The climate study is so heavily cited because millions of its citations come from pages created by an automated computer program. The bot , developed by physicist Sverker Johansson at Dalarna University in Falun, Sweden, had produced nearly 3 million articles as of July 2014, according to Wikipedia. One-third of the articles are in Swedish and the rest are in Cebuano and Waray, two languages spoken in the Philippines. The bot has produced millions of articles about geographic locations such as towns and islands, and most of those articles include information about the local climate type, which reference the climate study, says Johansson. He adds that he has no precise figures for the bot-generated citations of the climate paper, “but 2.8 million is in the right ballpark”.
All Wikipedia language editions: top ten scholarly articles
The ten most-referenced publications with DOIs across all of Wikipedia’s language editions:
2,830,341 citations: Updated world map of the Köppen–Geiger climate classification (2007)

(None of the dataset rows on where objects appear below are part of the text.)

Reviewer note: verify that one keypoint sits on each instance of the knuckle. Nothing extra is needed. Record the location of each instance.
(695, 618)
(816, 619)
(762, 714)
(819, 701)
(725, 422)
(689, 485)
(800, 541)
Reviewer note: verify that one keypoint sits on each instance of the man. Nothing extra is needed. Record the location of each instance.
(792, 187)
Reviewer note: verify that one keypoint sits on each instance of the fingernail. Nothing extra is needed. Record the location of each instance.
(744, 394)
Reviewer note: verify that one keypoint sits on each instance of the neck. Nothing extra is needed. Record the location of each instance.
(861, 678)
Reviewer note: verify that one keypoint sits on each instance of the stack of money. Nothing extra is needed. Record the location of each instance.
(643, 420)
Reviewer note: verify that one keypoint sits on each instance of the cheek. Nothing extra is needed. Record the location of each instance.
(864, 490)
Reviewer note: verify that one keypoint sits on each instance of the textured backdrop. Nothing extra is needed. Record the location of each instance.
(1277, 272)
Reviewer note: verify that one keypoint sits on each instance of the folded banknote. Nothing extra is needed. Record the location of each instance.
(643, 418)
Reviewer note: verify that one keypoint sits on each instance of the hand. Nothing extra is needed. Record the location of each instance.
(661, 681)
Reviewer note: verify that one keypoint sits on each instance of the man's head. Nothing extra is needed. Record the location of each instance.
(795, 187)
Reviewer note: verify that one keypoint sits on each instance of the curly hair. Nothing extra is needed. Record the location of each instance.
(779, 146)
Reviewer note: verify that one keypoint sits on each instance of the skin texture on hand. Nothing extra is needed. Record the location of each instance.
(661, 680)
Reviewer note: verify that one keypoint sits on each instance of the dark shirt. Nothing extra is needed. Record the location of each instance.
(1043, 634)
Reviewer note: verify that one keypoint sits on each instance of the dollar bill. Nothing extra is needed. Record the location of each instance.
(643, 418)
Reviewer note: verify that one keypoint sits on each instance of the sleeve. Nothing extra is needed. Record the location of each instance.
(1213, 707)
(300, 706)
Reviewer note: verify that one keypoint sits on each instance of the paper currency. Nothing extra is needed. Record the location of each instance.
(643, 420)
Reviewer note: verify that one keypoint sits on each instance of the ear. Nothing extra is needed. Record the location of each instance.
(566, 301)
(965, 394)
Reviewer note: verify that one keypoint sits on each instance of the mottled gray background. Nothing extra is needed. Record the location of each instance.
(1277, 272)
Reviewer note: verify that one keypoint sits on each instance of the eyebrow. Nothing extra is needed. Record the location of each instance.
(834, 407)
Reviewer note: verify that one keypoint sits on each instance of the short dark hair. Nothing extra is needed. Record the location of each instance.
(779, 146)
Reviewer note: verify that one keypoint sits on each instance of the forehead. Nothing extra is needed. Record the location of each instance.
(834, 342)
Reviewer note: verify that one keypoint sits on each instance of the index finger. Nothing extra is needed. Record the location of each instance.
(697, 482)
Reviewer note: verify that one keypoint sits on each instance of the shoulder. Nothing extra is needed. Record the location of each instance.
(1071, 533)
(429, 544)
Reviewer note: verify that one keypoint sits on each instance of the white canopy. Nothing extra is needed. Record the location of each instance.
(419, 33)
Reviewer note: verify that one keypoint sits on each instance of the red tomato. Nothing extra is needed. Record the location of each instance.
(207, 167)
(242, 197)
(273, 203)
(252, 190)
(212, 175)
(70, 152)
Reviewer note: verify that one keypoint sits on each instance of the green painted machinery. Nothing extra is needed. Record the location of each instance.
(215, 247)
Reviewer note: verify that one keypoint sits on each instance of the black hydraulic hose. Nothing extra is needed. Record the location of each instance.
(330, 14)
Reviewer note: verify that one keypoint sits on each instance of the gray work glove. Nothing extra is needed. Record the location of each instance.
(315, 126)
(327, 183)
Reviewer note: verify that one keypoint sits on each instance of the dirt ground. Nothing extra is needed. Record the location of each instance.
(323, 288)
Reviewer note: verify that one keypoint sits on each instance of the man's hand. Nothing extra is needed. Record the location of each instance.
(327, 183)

21,350 citations: Prediction of hydrophobic (lipophilic) properties of small organic molecules using fragmental methods: an analysis of ALOGP and CLOGP methods (1998)
20,247 citations: The status, quality, and expansion of the NIH full-length cDNA project: The Mammalian Gene Collection (MGC) (2004)
5,937 citations: Generation and initial analysis of more than 15,000 full-length human and mouse cDNA sequences (2002)
5,854 citations: The Asiago supernova catalogue — 10 years after (1999)
4,592 citations: Validation of the new Hipparcos reduction (2007)
4,450 citations: The primordial excitation and clearing of the asteroid belt (2001)
3,062 citations: Report on lunar nomenclature by the Working Group of Commission 17 of the IAU (1971)
2,587 citations: Complete sequencing and characterization of 21,243 full-length human cDNAs (2004)
2,525 citations: Classifying solid planetary bodies (2007)
Mounce notes that other articles might be heavily cited on Wikipedia but not formally referenced by their DOIs — and instead referenced by other means, such as their PubMed ID numbers.
Citations are important if people are to trust information, says John Chodacki, director of the University of California Curation Center, who is based in Berkeley. “That’s true for journal articles and also for Wikipedia pages,” he says. But analysing and comparing citation data across scholarly papers has historically been possible using only paywalled services . “One of the most interesting things is that this information is available at all.”